L'histoire :
C'est l'histoire d'un agent des relations publiques de deux hôtels lillois qui utilise les lieux pour des rencontres tarifées entre des prostituées et des clients prestigieux. Pour alimenter son réseau, il utilise les services d'un certain Dodo la Saumure, qui organise depuis la Belgique un réseau d'import de femmes de toute l'Europe et au delà. Lorsque des écoutes révèlent que les clients de ces deux personnes incluraient d'anciens fonctionnaires de police ou un commissionnaire divisionnaires, l'affaire se complique. Une conversation téléphonique interceptée en mai 2011 révèle en outre que les deux suspects surveillés connaîtraient Dominique Strauss Kahn. L'enquête qui aurait pu rester tristement banale prend dès lors une toute autre tournure. Près de trois ans après la mise en examen de DSK, le procès du Carlton va confronter tous ces protagonistes supposés, et débuter le 02 février 2015, pour treize jours d'audience. Lorsque le président annonce en ouverture du procès que le tribunal n'est pas le gardien de l'ordre moral, et qu'il devra se contenter d'évaluer les faits sous l'angle unique du potentiel proxénétisme aggravé, il établit une forme de dignité au milieu de faits divers graveleux. Alors que les médias se sont abondamment fait l'écho des pratiques sexuelles des protagonistes, la justice va instruire le procès, et préparer le rendu du verdict...

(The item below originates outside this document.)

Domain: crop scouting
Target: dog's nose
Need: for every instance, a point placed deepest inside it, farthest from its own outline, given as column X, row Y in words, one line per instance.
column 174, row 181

Ce qu'on en pense sur la planète BD :
La présence de François Boucq dans la salle du tribunal correctionnel de Lille a remis sur le devant de la scène le métier de ces dessinateurs d'audience qui immortalisent en images les moments clés que les appareils photo n'ont pas le droit de saisir. Pascale Robert-Diard, journaliste au Monde, donne sa vision du compte-rendu du procès, qu'elle émaille des portraits réalisés par le brillant dessinateur de Bouncer ou des aventures de Jérôme Moucherot. Les compte-rendus donnent le ton de ce livre enquête, qui rend surtout hommage au travail difficile des juges dans un procès qui a connu l'emballement médiatique. Une forme d'admiration transparaît dans le récit que fait l'auteure du livre, et une sensibilité très personnelle aux personnalités qui s'expriment à la barre. Robert-Diard est impressionnée par le sang froid de DSK, la personnalité complexe des femmes qui ont participé aux soirées libertines, la très touchante implication de parties civiles qui tentent de sortir les prostituées de leur dépendance financière. Mais surtout par l'intelligence des juges. Le travail de Boucq est reconnaissable dans tous les portraits qu'il tire, ses seules prises de position résidant dans la touche finale qu'il donne aux personnes qu'il croque. DSK semble plus vieux, plus gros et plus voûté que ce que nous donnent à voir les écrans de télévision. Certaines des femmes portent dans ses portraits leur dignité malmenée par l'évocation de faits graveleux. Boucq semble s'être plié à l'exercice en toute humilité, laissant à sa co-auteure le soin de donner du sens à leur travail. Le lecteur, finalement, y apprendra beaucoup sur la complexité des faits, l'absence de preuves aussi pour permettre d'étayer certaines accusations. Et se trouvera pris dans le nécessaire recul qu'impose malgré tout un procès dont les médias n'ont mis en avant que les aspects les plus vendeurs.